Un país que avanza entre aciertos y pendientes ambientales
Es cierto que México ha enfrentado críticas por:
- Falta de velocidad en la transición energética
- Contradicciones entre discurso ecológico y decisiones sobre combustibles fósiles
- Regulaciones obsoletas frente a la realidad tecnológica
- Desconfianza del sector privado ante cambios regulatorios
Pero también sería injusto pasar por alto que en los últimos años se han fortalecido varias regulaciones ambientales, especialmente en temas como:
- Eficiencia energética
- Emisiones industriales
- Movilidad sostenible
- Normas de impacto ambiental más estrictas
Sheinbaum llega con una visión más técnica: no perfecta, pero orientada a ordenar procesos y dar seguimiento a lineamientos que antes quedaban a medias. La ejecución será clave.
Los incentivos fiscales siguen siendo atractivos
Pese a la incertidumbre regulatoria, México mantiene incentivos fiscales competitivos para proyectos de energías limpias, tales como:
- Deducción inmediata de inversiones en infraestructura solar
- Depreciación acelerada
- Acceso a financiamiento verde en instituciones privadas
- Programas estatales de eficiencia energética para empresas
Esto hace que, incluso con reglas más estrictas, los proyectos solares sigan siendo rentables. La tecnología es más eficiente, los costos de instalación han bajado y los precios de la electricidad continúan en aumento. El resultado: la ecuación financiera sigue favoreciendo la inversión.

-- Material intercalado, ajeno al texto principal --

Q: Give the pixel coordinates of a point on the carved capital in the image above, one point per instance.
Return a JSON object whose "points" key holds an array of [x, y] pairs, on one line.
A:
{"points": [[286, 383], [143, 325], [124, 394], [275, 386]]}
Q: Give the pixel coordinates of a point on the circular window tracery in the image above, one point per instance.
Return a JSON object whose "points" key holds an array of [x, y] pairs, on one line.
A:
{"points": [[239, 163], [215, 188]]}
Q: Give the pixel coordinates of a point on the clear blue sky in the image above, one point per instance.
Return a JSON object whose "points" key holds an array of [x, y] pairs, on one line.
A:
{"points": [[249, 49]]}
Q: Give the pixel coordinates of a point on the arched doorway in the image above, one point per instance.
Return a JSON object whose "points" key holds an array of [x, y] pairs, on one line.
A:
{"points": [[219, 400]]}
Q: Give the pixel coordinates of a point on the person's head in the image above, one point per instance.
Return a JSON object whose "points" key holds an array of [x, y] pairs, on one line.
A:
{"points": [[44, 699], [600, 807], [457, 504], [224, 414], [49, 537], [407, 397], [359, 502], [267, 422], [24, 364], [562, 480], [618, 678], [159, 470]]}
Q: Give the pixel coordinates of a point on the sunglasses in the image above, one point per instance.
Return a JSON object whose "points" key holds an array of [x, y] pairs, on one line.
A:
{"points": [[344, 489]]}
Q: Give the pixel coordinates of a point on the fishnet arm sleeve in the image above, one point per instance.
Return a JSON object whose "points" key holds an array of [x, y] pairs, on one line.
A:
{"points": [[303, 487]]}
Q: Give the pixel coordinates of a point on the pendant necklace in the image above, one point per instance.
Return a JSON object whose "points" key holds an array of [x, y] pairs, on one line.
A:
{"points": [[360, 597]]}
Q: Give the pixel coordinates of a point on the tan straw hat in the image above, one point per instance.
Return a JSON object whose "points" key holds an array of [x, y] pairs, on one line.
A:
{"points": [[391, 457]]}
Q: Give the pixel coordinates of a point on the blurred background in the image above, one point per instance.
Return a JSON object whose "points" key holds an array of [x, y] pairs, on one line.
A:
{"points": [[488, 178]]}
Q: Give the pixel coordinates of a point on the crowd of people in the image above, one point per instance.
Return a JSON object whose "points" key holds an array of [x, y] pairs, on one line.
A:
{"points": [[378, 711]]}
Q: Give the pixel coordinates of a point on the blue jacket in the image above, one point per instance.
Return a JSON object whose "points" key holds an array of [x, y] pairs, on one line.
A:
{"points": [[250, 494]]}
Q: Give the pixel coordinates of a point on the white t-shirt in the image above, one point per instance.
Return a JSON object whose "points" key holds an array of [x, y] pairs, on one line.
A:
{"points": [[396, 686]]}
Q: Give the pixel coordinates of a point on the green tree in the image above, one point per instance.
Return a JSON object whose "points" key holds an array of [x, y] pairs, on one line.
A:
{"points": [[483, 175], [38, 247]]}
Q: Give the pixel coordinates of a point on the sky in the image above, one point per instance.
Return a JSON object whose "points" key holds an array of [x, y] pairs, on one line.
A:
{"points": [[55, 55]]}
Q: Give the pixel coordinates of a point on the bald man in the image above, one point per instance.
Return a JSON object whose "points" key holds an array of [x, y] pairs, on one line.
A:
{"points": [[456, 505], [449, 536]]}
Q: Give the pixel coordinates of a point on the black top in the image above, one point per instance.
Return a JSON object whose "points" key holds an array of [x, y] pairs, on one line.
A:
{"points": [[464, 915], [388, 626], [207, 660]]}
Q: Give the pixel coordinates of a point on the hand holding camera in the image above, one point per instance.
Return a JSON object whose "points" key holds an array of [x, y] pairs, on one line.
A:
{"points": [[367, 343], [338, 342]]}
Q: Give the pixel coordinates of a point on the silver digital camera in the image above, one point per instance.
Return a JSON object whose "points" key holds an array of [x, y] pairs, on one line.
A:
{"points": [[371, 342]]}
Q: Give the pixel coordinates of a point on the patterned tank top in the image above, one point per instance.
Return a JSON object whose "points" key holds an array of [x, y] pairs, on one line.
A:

Las nuevas DACGs: hacia un mercado más justo
La próxima publicación de las Disposiciones Administrativas de Carácter General (DACGs) ha generado inquietud, pero también expectativa.
Aunque todavía no se conocen los detalles, la orientación es clara: crear un mercado más equitativo, donde las reglas no favorezcan únicamente a grandes corporativos ni a participantes específicos.
Los ajustes buscan mejorar:
- Permisos de generación
- Interconexión a la red
- Estándares operativos
- Transparencia del sistema eléctrico
La regulación será más técnica, menos política y —sobre todo— más clara para todos.
Fin del Net Metering: ¿retroceso o evolución lógica?
El cambio del esquema tradicional de Net Metering ha causado debate. La percepción popular suele ser: “ya no conviene invertir”.
Pero esa es una lectura incompleta.
La tendencia global muestra que:
- China, Alemania, Japón y otros países ya migraron hacia modelos más balanceados.
- En China se impulsó la venta directa al mercado y tarifas dinámicas, reduciendo dependencia de subsidios.
- La regulación estricta no frenó la inversión; al contrario, ordenó el mercado y permitió un crecimiento masivo.
México está adoptando una versión similar:
menos subsidios cruzados, más claridad operativa y un mercado que funcione para todos los usuarios.
Y lo más importante:
los proyectos siguen siendo rentables, incluso con este cambio, porque la energía convencional sigue creciendo en costo y la tecnología fotovoltaica sigue bajando.
China como referencia: regulación estricta + mercado rentable
China demuestra que una combinación de:
- Regulación técnica
- Eliminación de tecnologías de baja calidad
- Incentivos bien dirigidos
- Competencia abierta
puede crear un mercado energético sólido y atractivo.
Hoy es el país líder en producción, instalación y exportación de paneles solares.
Si México sigue ese camino —ordenando el mercado sin cerrarlo—, la transición energética podría avanzar con más estabilidad y mayor participación empresarial.
Conclusión: México está ajustando su rumbo, no retrocediendo
El panorama no es blanco o negro. México tiene retos fuertes: burocracia, infraestructura limitada, rezagos regulatorios.
Pero también tiene avances reales: mejores normas ambientales, incentivos fiscales vigentes, ajustes necesarios a mecanismos como el Net Metering y una visión más técnica en la nueva administración.
Estamos en una etapa de transición, no de retroceso.
Y en esa transición, las empresas que se adelanten a la nueva regulación tendrán ventaja competitiva.